Seni dusunmedim bu gece, aklima bile gelmedin hic… Karanlikta, pencereden disari baktigimda yildizlari gozlerindeki piriltilara bile benzetmedim. Hele yuregini, daldigim karanliklara, icinde boguldugum temkinli sulara bile yakistirmadim bir nebze bile… Hic dusunmedim seni… Yuregim, ismin aklimdan gecmedigi icin sıkısmadı ve dudaklarim sizlamadi adini anmadigim icin. Derin derin soludum yasamayi, derin derin... soludum… Bugun bir kere bile dusunmedim seni evet… yattigimda yatagima, hissetmedim yanimdaki boslugunu; yastigima sarilmak nasil keyifliydi tarifi imkansiz… kopkoyu, soluksuz bir uyku cektim. Ruyalarimin kapisini kapattim, bir kere bile icinden gecemedin. Duvarin soguklugu, bu yaz gecesinde, senin sicakligindan bile güzeldi... kendimi duvara yasladım….

Wednesday, July 25, 2007

ah aşk...

Zor durumlarda basvurmak icin, yatagimin altina ozenle sakladigim kutunun icindeki turlu gelişmis planlarimin sonucunda, gene basarili olamadim.Her ne hikmetse ise yaramadi hicbiri. Mamafih'li, korkarim ki'li cumleler arasindan sectigim turlu bahaneler bile kandiramadi beni... Oysa hazirlikliydim...Limon cekirdeklerini ustalikla ayirip koymustum salataya,ya da ne bileyim; kulak memesi kivamina getirmistim boregin hamurunu.

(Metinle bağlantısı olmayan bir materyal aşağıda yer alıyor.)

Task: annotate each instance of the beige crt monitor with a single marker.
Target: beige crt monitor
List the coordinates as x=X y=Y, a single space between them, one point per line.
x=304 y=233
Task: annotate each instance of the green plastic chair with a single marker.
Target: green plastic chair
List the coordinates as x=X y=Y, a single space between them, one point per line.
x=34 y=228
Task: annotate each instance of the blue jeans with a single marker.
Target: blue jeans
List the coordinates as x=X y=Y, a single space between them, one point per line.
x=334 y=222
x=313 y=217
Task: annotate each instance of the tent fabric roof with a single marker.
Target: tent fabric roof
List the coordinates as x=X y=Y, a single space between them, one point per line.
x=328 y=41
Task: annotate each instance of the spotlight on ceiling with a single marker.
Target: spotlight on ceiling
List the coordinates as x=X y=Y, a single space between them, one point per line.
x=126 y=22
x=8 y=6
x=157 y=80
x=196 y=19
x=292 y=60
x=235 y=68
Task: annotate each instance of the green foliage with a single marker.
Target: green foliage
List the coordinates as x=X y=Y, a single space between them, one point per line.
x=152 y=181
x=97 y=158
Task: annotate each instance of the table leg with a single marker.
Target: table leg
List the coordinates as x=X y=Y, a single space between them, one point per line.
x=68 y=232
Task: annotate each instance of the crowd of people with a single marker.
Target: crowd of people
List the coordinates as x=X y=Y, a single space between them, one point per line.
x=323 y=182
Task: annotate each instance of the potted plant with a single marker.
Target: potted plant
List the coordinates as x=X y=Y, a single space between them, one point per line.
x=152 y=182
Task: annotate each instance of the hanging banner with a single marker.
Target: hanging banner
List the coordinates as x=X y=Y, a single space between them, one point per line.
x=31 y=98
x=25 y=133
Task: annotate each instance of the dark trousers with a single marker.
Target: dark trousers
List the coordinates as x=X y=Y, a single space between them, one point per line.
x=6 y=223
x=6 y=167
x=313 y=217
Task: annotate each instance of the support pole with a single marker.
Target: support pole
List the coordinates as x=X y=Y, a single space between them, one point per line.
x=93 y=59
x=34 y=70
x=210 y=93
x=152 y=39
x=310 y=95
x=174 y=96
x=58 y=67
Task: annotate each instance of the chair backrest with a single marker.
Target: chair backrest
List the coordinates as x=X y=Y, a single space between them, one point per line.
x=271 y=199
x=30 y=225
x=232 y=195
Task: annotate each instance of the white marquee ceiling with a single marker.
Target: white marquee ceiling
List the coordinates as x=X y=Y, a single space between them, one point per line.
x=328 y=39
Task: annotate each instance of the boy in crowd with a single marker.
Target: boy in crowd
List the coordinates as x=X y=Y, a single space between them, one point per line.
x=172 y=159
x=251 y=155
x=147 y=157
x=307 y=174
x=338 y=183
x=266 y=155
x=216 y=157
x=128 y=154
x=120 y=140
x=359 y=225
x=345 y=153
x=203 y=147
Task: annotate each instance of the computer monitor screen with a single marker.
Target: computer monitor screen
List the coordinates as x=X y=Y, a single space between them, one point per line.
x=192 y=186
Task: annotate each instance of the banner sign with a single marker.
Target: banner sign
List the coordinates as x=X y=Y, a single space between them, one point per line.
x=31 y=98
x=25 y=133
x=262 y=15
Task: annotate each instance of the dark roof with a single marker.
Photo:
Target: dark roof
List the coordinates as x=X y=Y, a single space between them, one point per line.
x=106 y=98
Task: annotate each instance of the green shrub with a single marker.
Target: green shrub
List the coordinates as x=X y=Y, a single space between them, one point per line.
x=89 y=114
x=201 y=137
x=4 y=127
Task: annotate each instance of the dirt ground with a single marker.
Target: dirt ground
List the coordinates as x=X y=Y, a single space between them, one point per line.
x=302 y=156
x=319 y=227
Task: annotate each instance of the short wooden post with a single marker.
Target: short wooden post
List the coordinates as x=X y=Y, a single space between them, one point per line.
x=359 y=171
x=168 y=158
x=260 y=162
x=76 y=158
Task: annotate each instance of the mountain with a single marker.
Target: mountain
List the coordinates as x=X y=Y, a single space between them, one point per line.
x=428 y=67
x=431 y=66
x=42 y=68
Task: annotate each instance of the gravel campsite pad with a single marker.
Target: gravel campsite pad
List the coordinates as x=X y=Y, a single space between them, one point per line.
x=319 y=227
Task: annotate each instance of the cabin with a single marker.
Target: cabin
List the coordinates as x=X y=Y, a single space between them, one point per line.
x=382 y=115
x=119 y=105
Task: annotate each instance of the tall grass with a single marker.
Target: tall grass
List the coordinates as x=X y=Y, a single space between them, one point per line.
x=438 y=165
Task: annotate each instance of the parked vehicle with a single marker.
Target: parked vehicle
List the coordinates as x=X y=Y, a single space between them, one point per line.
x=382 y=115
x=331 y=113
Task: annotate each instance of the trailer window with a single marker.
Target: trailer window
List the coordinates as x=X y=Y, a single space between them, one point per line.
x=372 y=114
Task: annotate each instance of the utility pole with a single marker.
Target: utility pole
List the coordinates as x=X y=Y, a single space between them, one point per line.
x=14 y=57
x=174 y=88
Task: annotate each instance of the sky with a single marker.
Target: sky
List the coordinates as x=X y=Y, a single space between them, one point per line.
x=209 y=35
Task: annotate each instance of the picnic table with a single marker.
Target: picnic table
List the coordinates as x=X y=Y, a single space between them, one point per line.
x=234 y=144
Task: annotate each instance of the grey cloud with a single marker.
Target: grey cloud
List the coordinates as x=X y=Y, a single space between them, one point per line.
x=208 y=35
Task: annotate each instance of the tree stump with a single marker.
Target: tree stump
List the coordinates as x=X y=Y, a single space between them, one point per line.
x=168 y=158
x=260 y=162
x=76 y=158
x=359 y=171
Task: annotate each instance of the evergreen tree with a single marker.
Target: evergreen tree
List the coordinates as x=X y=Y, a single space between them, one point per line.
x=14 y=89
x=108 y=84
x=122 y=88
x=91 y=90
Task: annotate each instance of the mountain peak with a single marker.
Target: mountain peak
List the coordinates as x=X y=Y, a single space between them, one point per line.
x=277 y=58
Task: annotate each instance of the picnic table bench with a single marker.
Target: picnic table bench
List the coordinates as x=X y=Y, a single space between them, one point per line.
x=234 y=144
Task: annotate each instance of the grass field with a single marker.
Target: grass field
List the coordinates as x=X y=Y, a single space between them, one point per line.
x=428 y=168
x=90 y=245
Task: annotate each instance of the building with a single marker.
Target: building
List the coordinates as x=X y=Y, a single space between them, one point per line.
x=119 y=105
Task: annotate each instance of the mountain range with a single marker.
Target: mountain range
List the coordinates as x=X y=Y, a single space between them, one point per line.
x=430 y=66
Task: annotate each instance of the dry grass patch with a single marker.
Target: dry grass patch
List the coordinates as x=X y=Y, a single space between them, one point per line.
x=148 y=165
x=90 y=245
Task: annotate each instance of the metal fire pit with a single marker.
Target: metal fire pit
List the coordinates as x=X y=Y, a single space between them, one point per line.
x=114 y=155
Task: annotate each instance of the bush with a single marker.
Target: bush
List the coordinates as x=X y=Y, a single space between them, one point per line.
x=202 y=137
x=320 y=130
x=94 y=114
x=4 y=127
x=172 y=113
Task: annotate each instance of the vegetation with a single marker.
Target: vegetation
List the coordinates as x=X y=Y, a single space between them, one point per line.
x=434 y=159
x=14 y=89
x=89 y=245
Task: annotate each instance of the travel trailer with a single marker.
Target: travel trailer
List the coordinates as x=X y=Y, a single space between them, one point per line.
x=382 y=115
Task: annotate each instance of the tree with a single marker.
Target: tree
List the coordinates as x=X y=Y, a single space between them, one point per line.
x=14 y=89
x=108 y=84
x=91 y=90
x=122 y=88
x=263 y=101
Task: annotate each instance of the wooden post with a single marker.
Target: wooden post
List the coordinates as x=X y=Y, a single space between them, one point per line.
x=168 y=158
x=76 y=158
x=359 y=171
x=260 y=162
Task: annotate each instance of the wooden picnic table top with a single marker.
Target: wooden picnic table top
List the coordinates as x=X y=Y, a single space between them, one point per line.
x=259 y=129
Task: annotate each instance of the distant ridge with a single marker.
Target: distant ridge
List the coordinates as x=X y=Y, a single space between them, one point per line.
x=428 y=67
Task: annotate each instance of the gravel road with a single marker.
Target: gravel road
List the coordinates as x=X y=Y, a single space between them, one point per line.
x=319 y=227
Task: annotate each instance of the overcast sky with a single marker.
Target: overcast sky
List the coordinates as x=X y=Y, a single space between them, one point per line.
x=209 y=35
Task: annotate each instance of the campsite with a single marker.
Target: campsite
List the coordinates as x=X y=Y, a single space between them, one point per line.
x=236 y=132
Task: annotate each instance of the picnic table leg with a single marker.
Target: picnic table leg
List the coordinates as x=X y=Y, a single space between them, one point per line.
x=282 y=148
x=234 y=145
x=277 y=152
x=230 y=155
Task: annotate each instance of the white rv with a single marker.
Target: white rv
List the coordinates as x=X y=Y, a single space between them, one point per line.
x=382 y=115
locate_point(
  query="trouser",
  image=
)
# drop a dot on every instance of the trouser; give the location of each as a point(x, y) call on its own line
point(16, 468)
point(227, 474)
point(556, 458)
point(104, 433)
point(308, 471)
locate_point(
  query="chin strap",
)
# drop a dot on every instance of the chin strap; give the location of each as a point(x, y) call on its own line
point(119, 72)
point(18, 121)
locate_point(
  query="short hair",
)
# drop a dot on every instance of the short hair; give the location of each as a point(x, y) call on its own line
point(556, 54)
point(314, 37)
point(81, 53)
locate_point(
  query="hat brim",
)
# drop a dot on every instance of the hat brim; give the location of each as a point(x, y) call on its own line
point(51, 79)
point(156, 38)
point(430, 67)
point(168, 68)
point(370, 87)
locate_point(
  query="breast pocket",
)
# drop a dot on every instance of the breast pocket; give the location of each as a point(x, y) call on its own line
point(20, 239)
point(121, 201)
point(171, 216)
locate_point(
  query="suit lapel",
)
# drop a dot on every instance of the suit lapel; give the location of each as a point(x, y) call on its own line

Çiçeklere her gun su vermis,balkonu serin tutmustum içimi serinletsin diye.yok... olmadi... bir turlu beceremedim basima gelecekleri onlemeyi. her gun ayni yolu takip ettim,kafami kaldirip bakmadim saga sola...yururken bazen sadece adimlarimi izledim,kazara biriyle gozgoze gelmemek icin...ustume korkulari bulasir diye otobuste uzak durdum herkesten...agaclarin altindan gecerken, kuslarin civiltilarina kanmadim mesela ya da kopegini gezdiren cocuktan uzak durdum,her ne kadar cok sevsem de kopekleri...vitrinlerin onlerinde, banka siralarinda hep sadece bir seye odaklandim...aklima gelebilecek herhangi bir dusunceye bile izin vermedim. Cunku vitrinler ve banka siralari tehlikelidir…turlu dusunceler gelir insanin aklina ve farketmeden kaptirirsin kendini...yok... olmadi gene...hic ummadigim bir zamanda hic ummadigim bir yerden vurdu beni ask...onca alinmis onleme, onca kurulmus barikata ragmen saklandigi yeri goremedim...cok kuytularda ama bir o kadar da aleniymis serzenisleri,duymamak icin ne kadar direttiysem de kesilmeyen bir makinanin siren sesi gibi doldu ruhumdan iceri...simdi ruhum, yastigimin altina koydugum bir dua kitabi gibi kutsal gozumde...askimsa bayram pabuclari misali,basimin ucunda parlamakta oyle..elime almaya kiyamiyorum, dokunmaya da...sanki dokunsam her an yitiverecekmis gibi buyusu, oradan kaldirip koysam dolaba, bir daha elime alamayacakmisim gibi...kirilgan ve bir o kadar da cekici... ah ask.... soktun gene basimi belaya...simdi kirmizi pabuclari alsam, gitsem birine versem desem ki "al, ben kullanamiyorum bunlari sen giyer misin?" suratima once soyle bir kuskuyla bakardi...hos, hakli da olurdu sanirim... dogru ya! kim kendisi icin en degerli olani baskasina verir ki? ben verebilir miyim ki?